GPU-Accelerated Tractography with DIPY and cuslines

1 minute read

Published:

GPU-Accelerated Tractography

For whole-brain tractography the bottleneck is usually the inner tracking loop: at each step you evaluate a model, sample a direction, and move the streamline. DIPY supports offloading this to GPU via the cuslines library, which provides CUDA, Metal, and WebGPU backends alongside a CPU fallback using numba.

Supported backends

Backend Hardware
gpu (CUDA) NVIDIA GPU
metal Apple Silicon / AMD GPU on macOS
webgpu Cross-platform via wgpu
cpu CPU with numba JIT

The backend is selected at runtime via --device, so the same script runs on any hardware.

Usage

The script accepts a DWI image, b-values, b-vectors, a brain mask, and an ROI seed mask:

python run_gpu_streamlines.py dwi.nii.gz bvals bvecs mask.nii.gz roi.nii.gz \
  --device gpu \
  --dg prob \
  --output-prefix results/tractogram

If no files are provided it defaults to the Stanford HARDI dataset for easy testing.

How it works

Internally, cuslines takes the CSD or DTI peaks array and seeds, and runs the tracking loop in parallel across seeds on device.
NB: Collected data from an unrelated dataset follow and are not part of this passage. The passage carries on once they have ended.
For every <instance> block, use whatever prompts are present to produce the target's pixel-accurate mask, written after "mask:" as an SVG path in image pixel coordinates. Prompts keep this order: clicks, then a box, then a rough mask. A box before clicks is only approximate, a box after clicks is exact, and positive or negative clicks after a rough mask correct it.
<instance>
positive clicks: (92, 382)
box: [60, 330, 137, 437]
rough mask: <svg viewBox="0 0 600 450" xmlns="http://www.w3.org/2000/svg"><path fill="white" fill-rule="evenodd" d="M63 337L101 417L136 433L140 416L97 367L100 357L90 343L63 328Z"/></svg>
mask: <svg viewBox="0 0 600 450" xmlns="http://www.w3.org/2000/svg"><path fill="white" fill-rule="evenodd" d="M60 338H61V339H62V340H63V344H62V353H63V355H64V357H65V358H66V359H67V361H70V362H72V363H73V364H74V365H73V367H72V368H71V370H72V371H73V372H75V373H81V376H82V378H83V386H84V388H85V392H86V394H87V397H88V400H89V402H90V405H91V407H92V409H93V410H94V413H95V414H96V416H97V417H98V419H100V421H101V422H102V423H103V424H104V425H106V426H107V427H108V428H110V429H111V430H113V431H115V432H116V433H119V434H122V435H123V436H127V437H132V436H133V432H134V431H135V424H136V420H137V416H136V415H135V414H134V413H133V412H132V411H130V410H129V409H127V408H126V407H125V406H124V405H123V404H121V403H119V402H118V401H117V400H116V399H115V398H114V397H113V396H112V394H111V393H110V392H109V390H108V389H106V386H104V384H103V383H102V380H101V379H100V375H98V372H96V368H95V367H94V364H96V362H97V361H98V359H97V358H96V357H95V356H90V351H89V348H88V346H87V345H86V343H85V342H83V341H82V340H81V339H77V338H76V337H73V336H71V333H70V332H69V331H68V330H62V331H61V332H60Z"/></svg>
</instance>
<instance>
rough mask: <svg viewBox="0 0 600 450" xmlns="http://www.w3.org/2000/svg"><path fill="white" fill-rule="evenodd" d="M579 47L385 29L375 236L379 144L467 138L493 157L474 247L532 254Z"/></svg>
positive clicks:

The Python side only needs to:

  1. Fit the ODF model on CPU (or GPU if supported)
  2. Pass the peaks array and seed coordinates to cuslines
  3. Receive the streamline array back in host memory
import cuslines

gpu_tracker = cuslines.GPUTracker(
    data=peaks_array,
    seeds=seed_coords,
    affine=affine,
    step_size=0.5,
    max_length=300,
    device="gpu"
)
streamlines = gpu_tracker.generate()

On a modern GPU this can be 10-100x faster than single-threaded CPU tracking, making whole-brain probabilistic tractography with millions of seeds practical in minutes rather than hours.